A tweet can contain a lot of things, from plain text, mentions, hashtags, links, punctuations to many other things. When you’re working on a data science or machine learning project, you may want to remove these things first before you process the tweets further. I am going to show you the steps needed to be performed to clean tweets.
I usually deal with tweets in English or Bahasa Indonesia, so the tutorial below is only going to process characters used in these languages.
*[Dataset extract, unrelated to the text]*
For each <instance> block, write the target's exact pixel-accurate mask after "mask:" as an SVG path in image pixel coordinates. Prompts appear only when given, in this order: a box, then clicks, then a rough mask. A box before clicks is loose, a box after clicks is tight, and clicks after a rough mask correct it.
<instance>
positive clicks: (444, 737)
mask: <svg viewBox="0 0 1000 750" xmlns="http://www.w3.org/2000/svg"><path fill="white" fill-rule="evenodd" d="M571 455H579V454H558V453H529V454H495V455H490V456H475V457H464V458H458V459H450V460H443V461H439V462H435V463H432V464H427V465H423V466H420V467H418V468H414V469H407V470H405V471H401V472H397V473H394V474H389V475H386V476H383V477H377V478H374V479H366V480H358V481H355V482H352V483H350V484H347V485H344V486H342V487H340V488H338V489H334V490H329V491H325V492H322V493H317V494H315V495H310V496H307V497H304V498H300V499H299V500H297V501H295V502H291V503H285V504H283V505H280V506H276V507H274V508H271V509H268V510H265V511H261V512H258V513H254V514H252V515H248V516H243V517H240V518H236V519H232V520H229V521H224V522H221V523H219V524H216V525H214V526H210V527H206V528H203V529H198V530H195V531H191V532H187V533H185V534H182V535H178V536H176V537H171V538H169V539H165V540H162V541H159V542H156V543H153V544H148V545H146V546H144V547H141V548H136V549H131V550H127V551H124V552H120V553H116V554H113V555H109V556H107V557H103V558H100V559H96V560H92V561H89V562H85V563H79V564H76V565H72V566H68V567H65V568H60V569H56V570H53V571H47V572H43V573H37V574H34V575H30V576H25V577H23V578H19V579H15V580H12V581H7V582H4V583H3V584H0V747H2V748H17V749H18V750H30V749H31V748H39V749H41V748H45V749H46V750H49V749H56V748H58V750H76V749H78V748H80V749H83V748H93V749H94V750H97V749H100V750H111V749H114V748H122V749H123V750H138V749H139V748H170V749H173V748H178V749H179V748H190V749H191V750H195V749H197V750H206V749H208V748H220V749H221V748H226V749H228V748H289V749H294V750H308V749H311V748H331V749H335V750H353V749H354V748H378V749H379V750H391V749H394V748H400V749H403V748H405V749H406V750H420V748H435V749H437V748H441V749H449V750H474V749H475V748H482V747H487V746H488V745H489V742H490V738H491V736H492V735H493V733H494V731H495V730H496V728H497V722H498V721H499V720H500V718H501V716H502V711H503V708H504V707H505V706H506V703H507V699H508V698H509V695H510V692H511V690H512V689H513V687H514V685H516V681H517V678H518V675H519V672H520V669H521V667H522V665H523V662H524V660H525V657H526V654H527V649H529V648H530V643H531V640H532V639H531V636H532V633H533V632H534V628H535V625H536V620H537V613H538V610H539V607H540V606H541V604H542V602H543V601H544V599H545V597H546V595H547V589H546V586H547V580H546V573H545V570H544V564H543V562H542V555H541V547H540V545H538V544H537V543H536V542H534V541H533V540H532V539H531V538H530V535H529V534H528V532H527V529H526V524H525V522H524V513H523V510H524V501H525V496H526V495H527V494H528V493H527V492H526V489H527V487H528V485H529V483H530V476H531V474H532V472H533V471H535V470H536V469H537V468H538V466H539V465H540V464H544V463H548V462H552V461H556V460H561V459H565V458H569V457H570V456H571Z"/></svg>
If you are dealing with tweets in languages that use non Latin alphabets, you may need different processes.
This is the basics of text preprocessing in a tweet that I usually do.
Text Preprocessing: Step by Step Examples
Let’s start with the following tweet, which I took from National Geographic’s official Twitter account. This tweet is going to be the data we are working on, but you can always try with a different tweet if you want to.
# This is the tweet that we are going to work with.
tweet = "Get ready for #NatGeoEarthDay! Join us on 4/21 for an evening of music and celebration, exploration and inspiration https://on.natgeo.com/3t0wzQy."
Lowercasing all the letters
This step is important to make sure that all your letters are in uniform.
temp = tweet.lower()
temp
Removing hashtags and mentions
Hashtags and mentions are common in tweets. There are cases where you want to remove them so you only get the clean content of a tweet without all these elements. You can remove these hashtags and mentions using regex.
import re
temp = re.sub("@[A-Za-z0-9_]+","", temp)
temp = re.sub("#[A-Za-z0-9_]+","", temp)
temp
Removing links
Links are usually not necessary for text processing, so it’s better to remove them from your text.
temp = re.sub(r"http\S+", "", temp)
temp = re.sub(r"www.\S+", "", temp)
temp
Removing punctuations
Depending on your needs, you may not need punctuations such as period, comma, exclamation mark, question mark, etc.
temp = re.sub('[()!?]', ' ', temp)
temp = re.sub('\[.*?\]',' ', temp)
temp
Filtering non-alphanumeric characters
The previous step may have removed the punctuations, including all the non-alphanumeric characters, but just to be sure, we can remove all letters except the alphabets (a-z) and numbers (0-9). The sign ^ below means except.
temp = re.sub("[^a-z0-9]"," ", temp)
temp
Tokenization
The term tokenization sounds very sophisticated, but it’s actually not. In tokenization, you basically tokenize your text into tokens. And what is a token? In this case, you split your text into smaller components, for example a paragraph into a list of sentences, or a sentence into a list of words.
Library such as nltk provides functions such as word_tokenize()
or sent_tokenize()
to help you with this. However, if you just want a simple tokenizing step where you split your text into words into a list, then you can do it as simple as the following code. The result will give you a list of words from your text.
temp = temp.split()
temp
Stop words removal
What is a stop word? Stop words are words that are considered unimportant to the meaning of a text. These words may seem important to us, humans, but to machine these words may be considered nuisance to the processing steps.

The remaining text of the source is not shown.